When reviewing the Fed’s recent history, James Bullard, President of the Federal Reserve Bank of St Louis, came to the conclusion that restrictive monetary policies (in 1983 and 1994) had not ultimately led to a recession and that the extinction of underlying inflationary tensions had paved the way for a strong and long-lasting growth cycle.
In the 1970s, the ‘stop & go’ policies neither kept inflation from remaining elevated, nor boosted feeble economic growth, as business cycles have shortened.
Investors may take this analysis further by comparing stock market performances. Unable to offer protection against inflation in the 1970s, market returns were then particularly strong in the 1980s and the second half of the 1990s.
JACKSON HOLE: CENTRAL BANKS HAVE MADE THEIR DECISION
At Jackson Hole, Jerome Powell put an end to the ambiguous guidance. Key rates must become restrictive and for a sufficiently long period of time to bring inflation down to 2%, even if this causes some pain for the economy. The ECB appears to have adopted a similar model according to many members of the central bank, though Christine Lagarde has remained tight-lipped on the issue. We believe that Jackson Hole has marked a turning point: a return to the 1970s is not an option, though this will require central banks sticking to the path they have set and going the whole way.
Furthermore, several factors signal that inflation could start to abate: production line tensions are decreasing, while in the US, new rents have already begun to slow down and job offers have retreated from the all-time highs reached at the start of the year.
THE OUTLOOK IS FINALLY LOOKING BRIGHTER FOR THE GLOBAL ECONOMY THOUGH WE PREFER TO REMAIN PRUDENT IN THE VERY SHORT-TERM
Now that central banks have clarified their goal – which appears achievable for the Fed and highly likely for the ECB – and if inflation subsides over the next few months, the environment will be particularly conducive to a strong bull market. With this in mind, we are optimistic over the mid-term.
However, in terms of timing, we prefer not to position our portfolios too early as:
- Short-term rates have factored in the Jackson Hole statement rather effectively, but maybe not fully. Markets might continue to correct as the perception of a durably restrictive monetary policy may wellincrease the likelihood of a recession for investors.
- The Fed’s quantitative tightening - the effects of which are unclear but potentially negative for markets - will see its intensity rise two-fold in September.
- We are entering a phase of downward revisions to earnings forecasts.
Our short-term cautious stance is nevertheless expected to be limited and will be revised in the very near future, as the situation evolves.

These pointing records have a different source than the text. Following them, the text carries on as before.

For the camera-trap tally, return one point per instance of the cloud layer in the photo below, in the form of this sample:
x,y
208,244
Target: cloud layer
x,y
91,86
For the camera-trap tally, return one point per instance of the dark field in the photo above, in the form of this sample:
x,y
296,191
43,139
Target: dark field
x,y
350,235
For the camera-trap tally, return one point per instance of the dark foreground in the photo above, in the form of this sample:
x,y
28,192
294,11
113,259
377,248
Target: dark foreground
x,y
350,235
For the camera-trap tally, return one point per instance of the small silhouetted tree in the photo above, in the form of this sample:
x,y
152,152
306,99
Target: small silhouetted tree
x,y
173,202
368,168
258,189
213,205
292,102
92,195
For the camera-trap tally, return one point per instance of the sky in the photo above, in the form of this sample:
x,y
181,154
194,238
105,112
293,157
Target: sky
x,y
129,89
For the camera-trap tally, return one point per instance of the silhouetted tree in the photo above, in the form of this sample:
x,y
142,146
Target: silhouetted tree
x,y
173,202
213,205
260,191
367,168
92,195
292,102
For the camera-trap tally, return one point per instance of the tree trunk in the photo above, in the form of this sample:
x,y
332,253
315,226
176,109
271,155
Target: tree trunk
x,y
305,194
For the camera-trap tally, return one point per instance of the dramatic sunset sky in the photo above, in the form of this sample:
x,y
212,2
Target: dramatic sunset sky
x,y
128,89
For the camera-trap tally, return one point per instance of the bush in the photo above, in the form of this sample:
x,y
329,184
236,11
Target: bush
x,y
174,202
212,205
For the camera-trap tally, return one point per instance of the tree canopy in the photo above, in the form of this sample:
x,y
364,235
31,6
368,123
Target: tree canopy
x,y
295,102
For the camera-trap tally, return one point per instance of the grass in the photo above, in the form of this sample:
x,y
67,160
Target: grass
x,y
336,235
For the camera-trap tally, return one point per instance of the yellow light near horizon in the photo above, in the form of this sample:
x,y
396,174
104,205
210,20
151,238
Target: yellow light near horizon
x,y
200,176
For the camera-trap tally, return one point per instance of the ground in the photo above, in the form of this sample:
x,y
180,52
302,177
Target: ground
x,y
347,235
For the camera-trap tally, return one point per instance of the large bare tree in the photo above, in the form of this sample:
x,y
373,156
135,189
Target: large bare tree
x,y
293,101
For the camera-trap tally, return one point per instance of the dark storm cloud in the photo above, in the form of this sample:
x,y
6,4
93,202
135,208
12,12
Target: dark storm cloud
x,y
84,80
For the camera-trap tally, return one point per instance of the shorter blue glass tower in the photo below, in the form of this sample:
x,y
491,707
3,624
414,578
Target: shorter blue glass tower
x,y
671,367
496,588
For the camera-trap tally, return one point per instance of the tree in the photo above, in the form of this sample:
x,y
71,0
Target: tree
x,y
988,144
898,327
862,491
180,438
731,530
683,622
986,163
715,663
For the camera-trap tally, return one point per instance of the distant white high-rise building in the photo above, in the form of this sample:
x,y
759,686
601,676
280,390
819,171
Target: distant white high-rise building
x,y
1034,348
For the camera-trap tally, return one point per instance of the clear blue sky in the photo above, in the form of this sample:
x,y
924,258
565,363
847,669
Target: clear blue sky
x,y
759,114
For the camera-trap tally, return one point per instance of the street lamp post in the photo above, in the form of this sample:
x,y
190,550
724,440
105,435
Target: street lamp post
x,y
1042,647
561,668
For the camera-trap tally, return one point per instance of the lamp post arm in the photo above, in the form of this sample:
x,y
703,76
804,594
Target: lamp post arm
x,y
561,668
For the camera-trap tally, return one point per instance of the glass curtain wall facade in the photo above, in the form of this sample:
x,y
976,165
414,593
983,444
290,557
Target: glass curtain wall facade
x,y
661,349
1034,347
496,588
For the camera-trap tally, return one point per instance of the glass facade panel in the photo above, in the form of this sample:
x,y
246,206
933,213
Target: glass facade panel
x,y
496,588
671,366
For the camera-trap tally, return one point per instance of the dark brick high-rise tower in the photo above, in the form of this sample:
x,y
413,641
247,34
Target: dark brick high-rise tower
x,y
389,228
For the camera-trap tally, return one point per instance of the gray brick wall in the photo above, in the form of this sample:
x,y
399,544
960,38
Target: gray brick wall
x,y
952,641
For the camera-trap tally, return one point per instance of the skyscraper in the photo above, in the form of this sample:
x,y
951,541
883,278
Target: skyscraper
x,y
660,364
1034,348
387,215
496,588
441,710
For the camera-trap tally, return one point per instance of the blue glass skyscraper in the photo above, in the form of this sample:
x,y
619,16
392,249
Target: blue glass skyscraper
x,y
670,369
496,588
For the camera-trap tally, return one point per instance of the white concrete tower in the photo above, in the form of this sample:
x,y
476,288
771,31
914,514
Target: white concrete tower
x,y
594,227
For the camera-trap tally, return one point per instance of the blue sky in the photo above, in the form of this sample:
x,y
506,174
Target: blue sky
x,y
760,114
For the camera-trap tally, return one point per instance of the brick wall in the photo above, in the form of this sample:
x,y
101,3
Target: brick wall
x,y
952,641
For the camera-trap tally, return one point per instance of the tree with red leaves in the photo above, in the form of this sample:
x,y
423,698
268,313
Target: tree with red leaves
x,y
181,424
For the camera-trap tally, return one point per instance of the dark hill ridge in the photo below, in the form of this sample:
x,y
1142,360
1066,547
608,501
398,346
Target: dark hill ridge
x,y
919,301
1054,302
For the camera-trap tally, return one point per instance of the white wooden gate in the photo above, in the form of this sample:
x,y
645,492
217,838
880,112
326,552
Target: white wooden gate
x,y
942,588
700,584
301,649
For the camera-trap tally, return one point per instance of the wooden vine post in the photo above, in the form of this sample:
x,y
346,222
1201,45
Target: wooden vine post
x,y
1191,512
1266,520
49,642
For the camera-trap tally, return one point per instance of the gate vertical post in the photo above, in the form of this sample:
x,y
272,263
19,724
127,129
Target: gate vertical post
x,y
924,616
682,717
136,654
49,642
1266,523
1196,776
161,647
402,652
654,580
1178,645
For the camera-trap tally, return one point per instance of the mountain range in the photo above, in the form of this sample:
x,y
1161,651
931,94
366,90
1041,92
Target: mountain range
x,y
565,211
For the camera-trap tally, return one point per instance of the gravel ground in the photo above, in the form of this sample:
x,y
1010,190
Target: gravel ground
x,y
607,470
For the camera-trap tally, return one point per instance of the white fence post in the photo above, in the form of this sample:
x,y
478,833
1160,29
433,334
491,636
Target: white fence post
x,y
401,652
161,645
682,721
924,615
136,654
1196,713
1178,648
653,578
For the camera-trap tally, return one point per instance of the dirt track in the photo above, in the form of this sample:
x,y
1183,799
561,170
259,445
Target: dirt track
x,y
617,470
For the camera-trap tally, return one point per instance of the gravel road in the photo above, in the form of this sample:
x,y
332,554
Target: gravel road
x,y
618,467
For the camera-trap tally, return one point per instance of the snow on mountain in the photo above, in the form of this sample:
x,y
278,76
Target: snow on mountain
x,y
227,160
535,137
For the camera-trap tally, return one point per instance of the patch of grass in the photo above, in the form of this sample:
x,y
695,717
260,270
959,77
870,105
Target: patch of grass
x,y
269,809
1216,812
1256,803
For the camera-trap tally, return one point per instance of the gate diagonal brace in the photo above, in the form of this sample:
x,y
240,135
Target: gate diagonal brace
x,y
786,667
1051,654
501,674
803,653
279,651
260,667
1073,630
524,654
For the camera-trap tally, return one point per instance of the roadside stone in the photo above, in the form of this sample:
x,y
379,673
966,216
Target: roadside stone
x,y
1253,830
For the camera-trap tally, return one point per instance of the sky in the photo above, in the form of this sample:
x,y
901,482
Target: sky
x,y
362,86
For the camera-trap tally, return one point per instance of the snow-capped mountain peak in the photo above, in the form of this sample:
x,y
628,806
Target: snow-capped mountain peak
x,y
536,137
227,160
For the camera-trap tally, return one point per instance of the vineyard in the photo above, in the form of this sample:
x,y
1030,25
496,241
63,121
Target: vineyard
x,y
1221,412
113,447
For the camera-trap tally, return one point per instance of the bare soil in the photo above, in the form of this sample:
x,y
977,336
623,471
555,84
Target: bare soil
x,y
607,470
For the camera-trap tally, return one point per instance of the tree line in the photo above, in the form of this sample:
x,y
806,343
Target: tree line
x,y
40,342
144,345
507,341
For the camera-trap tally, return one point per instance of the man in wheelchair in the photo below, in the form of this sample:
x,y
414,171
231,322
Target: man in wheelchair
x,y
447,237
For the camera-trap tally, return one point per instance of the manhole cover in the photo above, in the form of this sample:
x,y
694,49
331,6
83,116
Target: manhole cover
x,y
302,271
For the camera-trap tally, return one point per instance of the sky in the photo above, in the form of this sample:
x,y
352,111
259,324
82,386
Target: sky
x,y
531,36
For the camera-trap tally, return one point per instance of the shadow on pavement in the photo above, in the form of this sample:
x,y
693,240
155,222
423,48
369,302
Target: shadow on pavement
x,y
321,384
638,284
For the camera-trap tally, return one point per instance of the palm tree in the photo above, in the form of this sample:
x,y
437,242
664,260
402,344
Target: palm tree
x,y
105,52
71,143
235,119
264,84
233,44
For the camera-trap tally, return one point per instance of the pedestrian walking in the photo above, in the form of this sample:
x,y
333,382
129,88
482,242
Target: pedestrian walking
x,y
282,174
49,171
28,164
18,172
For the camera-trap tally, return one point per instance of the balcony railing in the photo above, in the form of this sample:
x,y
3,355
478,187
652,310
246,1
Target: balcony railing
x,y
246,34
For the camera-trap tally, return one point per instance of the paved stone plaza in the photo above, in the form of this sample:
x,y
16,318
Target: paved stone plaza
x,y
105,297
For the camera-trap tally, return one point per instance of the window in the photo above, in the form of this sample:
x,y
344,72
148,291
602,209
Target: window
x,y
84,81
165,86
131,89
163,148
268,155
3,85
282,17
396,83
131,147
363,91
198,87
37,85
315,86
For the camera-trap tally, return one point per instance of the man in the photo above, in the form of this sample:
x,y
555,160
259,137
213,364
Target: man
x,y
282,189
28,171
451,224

EUROPE LACKS VISIBILITY BUT SHOULD NOT BE UNDULY UNDER-WEIGHT
Energy bills and inflation will rise significantly as the price of gas surges in Europe. The extent of the shock is such that forecasts on European economic growth have been put on hold. The decline of the euro, partly caused by the European energy crisis, is putting the ECB under pressure, and increasing the risk of a recessive trend in monetary policy.
The key problem for investors is that the current challenge for Europe can be summarised as one single factor: the price of gas – which is both highly political and highly volatile. European assets have factored in a great deal of negative news but have not incorporated the scenario of a severe recession.
We therefore prefer to underweight European assets (equities, high-yield bonds), but only to a limited extent. We feel the situation can turn around very quickly and staying away from these listed markets would be costly.
Within equity markets, we appreciate healthcare, which is resilient in periods of economic slowdown, and Big Data. Finally, the very strong run enjoyed by the Indian market has confirmed our long-held faith in this investment theme: India now offers durable growth prospects. The boom of the residential real estate market in the country has supported the long-lasting development of a middle class, accompanied with a high demand for goods and equipment.